The cabin has 500 square feet on the first floor and about half that in the second floor loft. We use it to entertain, sleep in occasionally ourselves and most importantly to have a special place for the Grands to stay when they come visit, which is a frequent event, since they all live within 50-75 miles, but all in the city.
The cabin is set on a peninsula of woods extending out above the junction where two streams join to form a larger creek. We love the back porch view of the woods, the water and abundant wildlife. Coyotes, red fox, white tail deer, even an occasional river otter (one was seen while the crew was building the cabin).
We wanted the cabin to have Indiana history. Much of our furniture is “Old Hickory of Martinsville, Indiana.” The company is no longer in business, but it manufactured furniture from Indiana Hickory for decades. We also have a Hoosier Cabinet in the dining and coffee area. Hoosier Cabinets were manufactured in Indiana for decades past, and ours is original with the flour bin and the glass coffee and spice canisters.
We have added local vintage farm tools such a hay rake, a few local furs harvested on our property and signage from Terre Haute businesses that are long gone, such as the Hy Hintermeister fishing scene tin advertising signs for Champagne Velvet Beer, brewed in Terre Haute until 1955, at that time, seventh largest in the U.S.
We have traveled all over the U.S. in our Airstream trailer, so we’ve used many National Park signs and National Park Pendleton blankets on the beds throughout the cabin.
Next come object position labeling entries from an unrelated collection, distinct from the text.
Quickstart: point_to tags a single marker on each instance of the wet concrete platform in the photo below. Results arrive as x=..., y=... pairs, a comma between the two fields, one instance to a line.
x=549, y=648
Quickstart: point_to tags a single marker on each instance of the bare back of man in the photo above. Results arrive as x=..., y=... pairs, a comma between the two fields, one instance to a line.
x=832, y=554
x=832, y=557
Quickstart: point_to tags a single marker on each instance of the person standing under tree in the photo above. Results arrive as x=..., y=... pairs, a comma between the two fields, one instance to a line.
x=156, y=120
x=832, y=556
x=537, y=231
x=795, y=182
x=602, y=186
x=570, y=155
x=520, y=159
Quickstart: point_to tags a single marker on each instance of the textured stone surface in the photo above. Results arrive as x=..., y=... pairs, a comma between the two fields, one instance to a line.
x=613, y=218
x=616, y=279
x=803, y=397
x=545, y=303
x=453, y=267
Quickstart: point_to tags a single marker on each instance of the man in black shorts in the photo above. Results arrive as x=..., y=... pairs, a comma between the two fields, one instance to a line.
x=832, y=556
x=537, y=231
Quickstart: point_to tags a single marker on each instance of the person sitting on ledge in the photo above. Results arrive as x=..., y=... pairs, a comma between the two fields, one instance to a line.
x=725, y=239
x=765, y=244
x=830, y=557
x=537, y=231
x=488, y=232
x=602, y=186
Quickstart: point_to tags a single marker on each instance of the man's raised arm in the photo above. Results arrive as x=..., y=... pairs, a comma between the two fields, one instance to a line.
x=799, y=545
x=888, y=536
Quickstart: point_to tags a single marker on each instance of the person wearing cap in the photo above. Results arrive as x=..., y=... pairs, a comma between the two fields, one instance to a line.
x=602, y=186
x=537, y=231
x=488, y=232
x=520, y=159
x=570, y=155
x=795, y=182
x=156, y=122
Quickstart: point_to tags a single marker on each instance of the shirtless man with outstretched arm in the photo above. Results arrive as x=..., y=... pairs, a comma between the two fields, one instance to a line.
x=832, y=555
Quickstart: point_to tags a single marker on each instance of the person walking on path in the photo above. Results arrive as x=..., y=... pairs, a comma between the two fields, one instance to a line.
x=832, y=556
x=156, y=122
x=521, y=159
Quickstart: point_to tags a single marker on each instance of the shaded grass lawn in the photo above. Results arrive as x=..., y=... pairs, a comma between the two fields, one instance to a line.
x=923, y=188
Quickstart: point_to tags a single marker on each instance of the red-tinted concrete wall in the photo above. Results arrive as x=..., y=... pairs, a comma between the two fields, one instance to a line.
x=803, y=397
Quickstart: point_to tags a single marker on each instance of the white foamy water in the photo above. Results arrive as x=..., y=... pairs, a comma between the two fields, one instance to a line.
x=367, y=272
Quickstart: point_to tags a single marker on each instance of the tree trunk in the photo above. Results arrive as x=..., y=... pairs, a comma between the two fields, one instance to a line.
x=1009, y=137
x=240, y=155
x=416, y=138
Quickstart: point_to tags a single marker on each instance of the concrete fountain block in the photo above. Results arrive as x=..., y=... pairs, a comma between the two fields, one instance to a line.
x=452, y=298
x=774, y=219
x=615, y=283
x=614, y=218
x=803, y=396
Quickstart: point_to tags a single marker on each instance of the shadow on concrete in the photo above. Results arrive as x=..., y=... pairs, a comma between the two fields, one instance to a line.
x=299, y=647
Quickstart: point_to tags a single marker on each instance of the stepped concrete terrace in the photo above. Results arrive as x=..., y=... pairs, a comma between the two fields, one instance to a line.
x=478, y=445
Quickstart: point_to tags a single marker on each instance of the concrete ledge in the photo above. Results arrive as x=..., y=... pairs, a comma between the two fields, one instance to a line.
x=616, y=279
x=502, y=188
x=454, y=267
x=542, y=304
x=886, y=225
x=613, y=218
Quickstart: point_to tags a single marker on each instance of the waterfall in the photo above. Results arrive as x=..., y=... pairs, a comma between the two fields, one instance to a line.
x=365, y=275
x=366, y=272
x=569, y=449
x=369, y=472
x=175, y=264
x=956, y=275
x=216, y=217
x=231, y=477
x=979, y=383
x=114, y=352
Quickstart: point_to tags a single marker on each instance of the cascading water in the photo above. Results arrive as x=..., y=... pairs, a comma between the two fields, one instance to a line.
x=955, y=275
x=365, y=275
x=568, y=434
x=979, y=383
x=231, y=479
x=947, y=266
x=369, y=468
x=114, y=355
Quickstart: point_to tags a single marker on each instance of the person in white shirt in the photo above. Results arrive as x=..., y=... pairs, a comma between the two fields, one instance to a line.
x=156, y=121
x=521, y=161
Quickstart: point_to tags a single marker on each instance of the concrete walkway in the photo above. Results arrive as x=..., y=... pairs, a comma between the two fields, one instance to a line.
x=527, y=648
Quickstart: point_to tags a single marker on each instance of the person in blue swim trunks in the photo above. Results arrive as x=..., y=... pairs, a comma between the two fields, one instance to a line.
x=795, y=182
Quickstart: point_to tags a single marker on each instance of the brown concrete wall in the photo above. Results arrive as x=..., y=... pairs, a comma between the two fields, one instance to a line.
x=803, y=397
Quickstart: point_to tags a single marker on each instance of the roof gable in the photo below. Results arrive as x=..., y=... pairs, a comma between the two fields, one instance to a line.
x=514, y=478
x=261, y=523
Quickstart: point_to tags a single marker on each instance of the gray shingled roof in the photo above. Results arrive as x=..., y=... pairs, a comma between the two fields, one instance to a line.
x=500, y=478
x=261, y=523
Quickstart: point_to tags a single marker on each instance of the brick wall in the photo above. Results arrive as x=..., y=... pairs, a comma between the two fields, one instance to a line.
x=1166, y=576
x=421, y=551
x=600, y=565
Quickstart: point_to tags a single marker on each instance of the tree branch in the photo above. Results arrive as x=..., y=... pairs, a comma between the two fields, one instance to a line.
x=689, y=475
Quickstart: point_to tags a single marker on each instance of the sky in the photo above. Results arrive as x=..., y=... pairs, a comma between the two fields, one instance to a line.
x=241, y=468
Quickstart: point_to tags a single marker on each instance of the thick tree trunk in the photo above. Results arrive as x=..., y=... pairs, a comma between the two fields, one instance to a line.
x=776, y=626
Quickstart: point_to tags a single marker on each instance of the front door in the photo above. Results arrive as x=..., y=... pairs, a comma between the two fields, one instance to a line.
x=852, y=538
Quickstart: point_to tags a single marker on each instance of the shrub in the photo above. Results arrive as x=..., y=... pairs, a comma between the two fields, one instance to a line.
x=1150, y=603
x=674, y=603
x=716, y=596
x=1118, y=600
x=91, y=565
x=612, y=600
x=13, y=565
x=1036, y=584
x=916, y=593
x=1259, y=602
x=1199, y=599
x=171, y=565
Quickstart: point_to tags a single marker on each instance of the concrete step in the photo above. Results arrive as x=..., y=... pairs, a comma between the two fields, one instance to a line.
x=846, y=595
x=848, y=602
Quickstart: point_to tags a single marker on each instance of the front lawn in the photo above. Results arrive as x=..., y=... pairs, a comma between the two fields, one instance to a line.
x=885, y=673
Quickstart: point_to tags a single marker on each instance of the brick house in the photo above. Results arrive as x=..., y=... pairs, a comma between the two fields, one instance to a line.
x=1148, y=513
My favorite photo from the many I have taken is of Grandma Jamie in her antique iron bed with her Grand girls and Grand boys. It does not get much better than that on a Christmas Eve Day. The kids love snuggling in the feather beds with their Grandma while the fire softly glows below. Jamie equipped all three beds with “Grandma’s Feather Beds,” just like her Grandma had and as featured in the classic John Denver song.
We did our research on log home companies. Honest Abe stood out with excellent reviews. I am a private pilot, currently working on my commercial rating. We flew down to Moss for a cabin raising, and Honest Abe Log Homes Sales Representative Ethan Birdwell and his wife, Taylor, met us at the little airport a short distance from Moss. Jamie and I loved them. So genuine, friendly and helpful. We consider them our friends.
We were so impressed with the quality of the Honest Abe employees who participated in the cabin raising and plant tour. I loved the technical aspect of the milling process. It all played a part in our decision, but I must say that Ethan was the single most important factor in our decision. He is always prompt in answering my many, many questions.
Ethan’s design ideas were so important to the finished product. For example, it was his idea to add true log gable ends (so authentic). It was he who suggested adding five logs above the door and window level to make the loft bigger and more useful, and we are able to fit three beds up there. And, when we ran into bumps in the dry-in process, he was always there to lead us to the right crew and the perfect result. He also found our stain and chink crew after I had struck out. He is a major asset to Honest Abe, but I suspect that they already know that.
I must also give a shout out to Josh Watson, who was always there when we needed him. Donald Kennedy, who built our cabin, is a hard-working young man, who did a wonderful job.
We highly recommend Honest Abe and would build again with the company in a minute if our cabin burned down. We sing Honest Abe’s praises to our many friends that are considering cabins. It is a great company that does all it promises, and I am a pretty darn particular customer.